What type of vision do guinea pigs have?
Hypermetropic (long sighted) refraction
Albinos - predisposed to myopia (short sightedness)
What congenital conditions of the globe can be present in guinea pigs?
Microphthalmos and anophthalmos
Obvious from birth as precocious and born with eyes open
Often associated with mucopurulent discharge which builds up in orbit
Entropion can occur as globe too small for size of orbit
Association between lens and development of globe means often congenital cataracts associated with microphthalmos
Clinical management (possibly topical antibiotic if discharge within orbit, entropion - Hotz-celsus)
How does entropion present in the guinea pig and how may it be managed?
In turning of eyelid
Blepharospasm, epiphora, corneal ulceration
May occur secondary to microphthalmos or defect with tarsal plate of lid
Can be secondary from irritation of conjunctivitis, KCS, trichiasis
Topical anaesthesia to assess if primary or secondary to another cause
Hotz celsus can be performed (often only around 1mm needs to be removed as thin delicate lid)

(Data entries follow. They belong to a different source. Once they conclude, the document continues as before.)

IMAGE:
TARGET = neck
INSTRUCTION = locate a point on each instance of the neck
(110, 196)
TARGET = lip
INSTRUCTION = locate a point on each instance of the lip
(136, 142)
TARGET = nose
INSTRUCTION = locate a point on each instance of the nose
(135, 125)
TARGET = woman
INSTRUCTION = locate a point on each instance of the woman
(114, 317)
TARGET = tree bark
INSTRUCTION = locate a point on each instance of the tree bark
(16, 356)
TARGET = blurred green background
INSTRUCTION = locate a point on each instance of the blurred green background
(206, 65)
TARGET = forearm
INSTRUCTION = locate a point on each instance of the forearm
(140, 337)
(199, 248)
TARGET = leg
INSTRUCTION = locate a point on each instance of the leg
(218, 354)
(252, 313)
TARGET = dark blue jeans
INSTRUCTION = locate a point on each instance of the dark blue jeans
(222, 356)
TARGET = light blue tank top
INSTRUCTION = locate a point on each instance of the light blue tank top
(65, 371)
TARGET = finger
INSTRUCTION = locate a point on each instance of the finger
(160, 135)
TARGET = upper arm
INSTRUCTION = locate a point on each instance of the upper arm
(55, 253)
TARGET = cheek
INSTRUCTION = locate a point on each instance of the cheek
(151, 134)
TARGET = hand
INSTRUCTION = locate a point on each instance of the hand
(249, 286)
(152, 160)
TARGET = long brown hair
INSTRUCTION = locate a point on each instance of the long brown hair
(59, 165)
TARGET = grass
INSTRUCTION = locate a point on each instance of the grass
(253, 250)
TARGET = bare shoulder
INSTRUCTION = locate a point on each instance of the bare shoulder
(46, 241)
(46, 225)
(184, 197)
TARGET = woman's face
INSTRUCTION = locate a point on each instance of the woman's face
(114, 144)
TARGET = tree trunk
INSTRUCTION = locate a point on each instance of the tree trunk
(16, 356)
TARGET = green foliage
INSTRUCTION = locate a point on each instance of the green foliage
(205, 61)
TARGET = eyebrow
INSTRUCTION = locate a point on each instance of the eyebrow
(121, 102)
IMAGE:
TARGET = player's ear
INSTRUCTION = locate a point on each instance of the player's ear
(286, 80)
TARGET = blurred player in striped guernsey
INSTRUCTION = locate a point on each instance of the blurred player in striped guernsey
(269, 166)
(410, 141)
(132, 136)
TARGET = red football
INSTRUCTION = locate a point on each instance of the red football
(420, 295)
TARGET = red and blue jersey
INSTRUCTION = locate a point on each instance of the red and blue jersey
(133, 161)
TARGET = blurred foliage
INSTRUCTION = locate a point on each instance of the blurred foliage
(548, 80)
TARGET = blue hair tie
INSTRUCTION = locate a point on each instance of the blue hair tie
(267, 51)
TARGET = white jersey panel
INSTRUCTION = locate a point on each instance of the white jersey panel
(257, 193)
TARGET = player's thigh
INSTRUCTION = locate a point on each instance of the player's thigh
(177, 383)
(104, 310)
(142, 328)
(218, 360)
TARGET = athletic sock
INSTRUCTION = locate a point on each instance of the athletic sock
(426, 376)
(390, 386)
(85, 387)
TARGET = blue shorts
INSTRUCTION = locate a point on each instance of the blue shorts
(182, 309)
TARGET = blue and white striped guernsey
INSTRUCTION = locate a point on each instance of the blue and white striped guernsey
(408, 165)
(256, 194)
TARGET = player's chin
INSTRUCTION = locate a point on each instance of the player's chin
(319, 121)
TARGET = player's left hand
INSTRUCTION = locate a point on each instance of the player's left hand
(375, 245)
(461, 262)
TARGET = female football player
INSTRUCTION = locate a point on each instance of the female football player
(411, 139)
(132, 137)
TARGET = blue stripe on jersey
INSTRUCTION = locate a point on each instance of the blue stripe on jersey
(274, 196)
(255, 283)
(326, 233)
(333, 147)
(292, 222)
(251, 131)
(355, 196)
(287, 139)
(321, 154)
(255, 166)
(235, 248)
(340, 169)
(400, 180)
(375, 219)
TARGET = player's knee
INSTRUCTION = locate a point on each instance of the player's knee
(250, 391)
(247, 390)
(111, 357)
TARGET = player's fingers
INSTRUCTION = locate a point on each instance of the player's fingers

What types of guinea pig are prone to trichiasis?
Rex and Texel = thick bristly coats, can get ocular abrasion within 1st hours of life
Secondary corneal ulceration/entropion can ensue and further ocular abrasion
Petroluem jelly at birth to keep hairs away from eyes
Lubrication of eye to relieve discomfort
NSAID - keratolac
How can dermoids be managed in the guinea pig?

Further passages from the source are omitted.